We just recently wrote about using Akka.Management to help automate Akka.Cluster formation in most runtime environments - this post deals with a similar theme: how Akka.Cluster’s built-in infrastructure deals with network failures that will inevitably occur inside any distributed application over a sufficiently long period of time.

Split Brains and Akka.Cluster

Specifically, we’re going to address how Akka.Cluster deals with split brains - a type of network failure that breaks a once-functioning cluster apart into smaller, isolated islands that can no longer communicate with each other.

Let’s dive in.

Network Partitions and Splits

Suppose you have the following 12 node cluster initially.

Initial 12-node Akka.NET cluster

A “partition” happens when some of the nodes in this network lose their ability to communicate with some of the others:

Network split impacts Akka.NET cluster

We have an even split: two groups of 6 nodes that can talk among themselves, but not to each other. This is a classic “split brain” scenario - most application telemetry would make it look like the application is still functioning normally at this point, but it’s not: it’s actually two separate instances of the application, each marching to the beat of their own drum.

What could cause a network split to form like this? In most cases, you don’t get a 50/50 split inside an application - only a failure in the hardware or software networking stack could cause that (i.e. the connection between two different racks in a data center being disrupted.)

In Akka.Cluster terminology, a network split happens when one or more nodes become “UNREACHABLE” - and you will see a bunch of angry-looking log messages to that effect in the Akka.Cluster system logs.

Typically, you’ll see much smaller, more isolated, and more random islands of connectivity form as a result of resources such as CPU or network bandwidth becoming constrained. Any of the fallacies of distributed systems can cause a split - and it’s a matter of when they will happen to you, not if.

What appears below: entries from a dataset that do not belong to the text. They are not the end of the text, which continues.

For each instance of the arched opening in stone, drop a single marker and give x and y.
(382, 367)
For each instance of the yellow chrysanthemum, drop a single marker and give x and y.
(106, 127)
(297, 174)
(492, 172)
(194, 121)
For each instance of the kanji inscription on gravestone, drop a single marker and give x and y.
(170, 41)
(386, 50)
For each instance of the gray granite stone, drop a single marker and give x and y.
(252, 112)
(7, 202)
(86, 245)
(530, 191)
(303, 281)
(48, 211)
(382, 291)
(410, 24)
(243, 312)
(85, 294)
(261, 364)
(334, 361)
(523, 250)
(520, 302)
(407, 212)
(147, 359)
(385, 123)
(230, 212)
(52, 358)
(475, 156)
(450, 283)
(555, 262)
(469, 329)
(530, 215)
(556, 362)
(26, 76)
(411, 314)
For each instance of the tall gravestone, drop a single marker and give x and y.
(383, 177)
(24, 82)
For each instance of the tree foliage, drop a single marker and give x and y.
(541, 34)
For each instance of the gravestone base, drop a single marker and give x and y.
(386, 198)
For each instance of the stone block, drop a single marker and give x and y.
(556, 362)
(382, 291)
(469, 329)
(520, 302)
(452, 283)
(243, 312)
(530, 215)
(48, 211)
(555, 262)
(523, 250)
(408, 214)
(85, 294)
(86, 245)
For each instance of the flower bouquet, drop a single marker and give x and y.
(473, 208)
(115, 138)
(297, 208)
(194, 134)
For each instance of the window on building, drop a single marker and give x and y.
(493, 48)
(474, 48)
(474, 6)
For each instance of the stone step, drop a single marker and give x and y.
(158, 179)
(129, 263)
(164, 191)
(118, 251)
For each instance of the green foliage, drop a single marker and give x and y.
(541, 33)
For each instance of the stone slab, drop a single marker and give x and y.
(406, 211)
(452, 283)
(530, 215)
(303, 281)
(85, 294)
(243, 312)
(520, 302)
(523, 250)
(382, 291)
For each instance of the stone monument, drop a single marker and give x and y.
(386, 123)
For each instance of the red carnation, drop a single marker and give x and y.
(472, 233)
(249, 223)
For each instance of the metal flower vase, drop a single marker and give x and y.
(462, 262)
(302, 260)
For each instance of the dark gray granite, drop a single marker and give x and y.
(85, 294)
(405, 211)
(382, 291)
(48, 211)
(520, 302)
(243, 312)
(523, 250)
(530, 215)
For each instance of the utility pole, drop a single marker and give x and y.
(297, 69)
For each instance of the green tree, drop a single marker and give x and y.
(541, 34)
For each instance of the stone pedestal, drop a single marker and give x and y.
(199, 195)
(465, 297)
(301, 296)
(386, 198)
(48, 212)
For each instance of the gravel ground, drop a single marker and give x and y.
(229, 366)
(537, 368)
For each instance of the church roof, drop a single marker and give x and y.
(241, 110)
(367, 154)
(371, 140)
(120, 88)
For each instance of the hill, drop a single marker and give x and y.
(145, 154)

Harm Caused by Split Brains

In some of our previous posts, such as “The Worst .NET Bug I’ve Ever Fixed,” we go into excruciating detail on how destructive these split brain scenarios can be for distributed applications: data loss, data corruption, and total loss of consistency within the application itself.

In Akka.Cluster, what this looks like:

  1. Multiple leaders forming in the cluster;
  2. Duplicate cluster singletons;
  3. Duplicate shards and persistent entities; and
  4. Data corruption and inconsistency throughout most persistent actors.

Therefore, it is crucial that we:

  1. Try to prevent split brains from forming (this is what tools like Akka.Management seek to do) and
  2. Resolve them if they occur as a result of runtime network failures.

Enter the “Split Brain Resolver” - Akka.NET’s distributed algorithms used for repairing these network splits even when nodes are unable to communicate directly with each other.

Split Brain Resolvers

Akka.Cluster enables the “keep majority” split brain resolver by default. Here’s how it works:

Keep-Majority Split Brain Resolver

When the cluster splits, the goal of the “keep majority” strategy is to try to preserve the partition in the cluster that includes over 50% of the original nodes.

If there is no partition that matches this size, then all nodes will be DOWNed by the Akka.Cluster “leader” node in each partition, resulting in a full restart of the entire cluster.

In the event that there are two perfectly even-sized partitions, the partition that has the oldest surviving node will be declared the winner and will survive.

Keep-Majority DOWN-ing decision

The key to making the SBR work effectively is that it runs, simultaneously, in all partitions that have alive nodes - and all SBR algorithm implementations use heuristics that are fairly reliable at determining winners and losers without any sort of direct communication1.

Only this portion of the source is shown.